52.2.2. Tuning Configuration Parameters #

While you can use multimaster in the default configuration, you may want to tune several parameters for faster failure detection or more reliable automatic recovery.

52.2.3. Setting Timeout for Failure Detection #

To check availability of the peer nodes, multimaster periodically sends heartbeat packets to all nodes. You can define the timeout for failure detection with the following variables:

  • The multimaster.heartbeat_send_timeout variable defines the time interval between the heartbeats. By default, this variable is set to 200ms.
  • The multimaster.heartbeat_recv_timeout variable sets the timeout for the response. If no heartbeats are received during this time, the node is assumed to be disconnected and is excluded from the cluster. By default, this variable is set to 2000ms.

It's a good idea to set multimaster.heartbeat_send_timeout based on typical ping latencies between the nodes. Small recv/send ratio decreases the time of failure detection, but increases the probability of false-positive failure detection. When setting this parameter, take into account the typical packet loss ratio between your cluster nodes.

52.2.4. 2+1 Mode: Setting up a Standalone Referee Node #

By default, multimaster uses a majority-based algorithm to determine whether the cluster nodes have a quorum: a cluster can only continue working if the majority of its nodes are alive and can access each other. Majority-based approach is pointless for two nodes cluster: if one of them fails, another one becomes unaccessible. There is a special 2+1 or referee mode which trades less harware resources by decreasing availabilty: two nodes hold full copy of data, and separate referee node participates only in voting, acting as a tie-breaker.

If one node goes down, another one requests referee grant (elects referee-approved generation with single node). One the grant is received, it continues to work normally. If offline node gets up, it recovers and elects full generation containing both nodes, essentially removing the grant - this allows the node to get it in its turn later. While the grant is issued, it can't be given to another node until full generation is elected and excluded node recovers. This ensures data loss doesn't happen by the price of availabilty: in this setup two nodes (one normal and one referee) can be alive but cluster might be still unavailable if the referee winner is down, which is impossible with classic three nodes configuration.

The referee node does not store any cluster data, so it is not resource-intensive and can be configured on virtually any system with PostgreSQL installed.

To avoid split-brain problems, you must have only a single referee in your cluster.

To set up a referee for your cluster:

  1. Install PostgreSQL Enterprise Server on the node you are going to make a referee and create the referee extension:

                                    CREATE EXTENSION referee;
                                

  2. Make sure the pg_hba.conf file allows access to the referee node.

  3. Set up the nodes that will hold cluster data following the instructions in the section called "Setting up a Multi-Master Cluster".

  4. On all data nodes, specify the referee connection string in the postgresql.conf file:

                                    multimaster.referee_connstring = connstring
                                

    where connstring holds libpq options required to access the referee.

The first subset of nodes that gets connected to the referee wins the voting and starts working.
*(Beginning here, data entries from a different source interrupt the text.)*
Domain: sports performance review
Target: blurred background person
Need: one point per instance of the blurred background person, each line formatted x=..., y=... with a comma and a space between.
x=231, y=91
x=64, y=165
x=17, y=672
The other nodes have to go through the recovery process to catch up with them and join the cluster. Under heavy load, the recovery can take unpredictably long, so it is recommended to wait for all data nodes going online before switching on the load when setting up a new cluster. Once all the nodes get online, the referee discards the voting result, and all data nodes start operating together.

In case of any failure, the voting mechanism is triggered again. At this time, all nodes appear to be offline for a short period of time to allow the referee to choose a new winner, so you can see the following error message when trying to access the cluster: [multimaster] node is not online: current status is "disabled".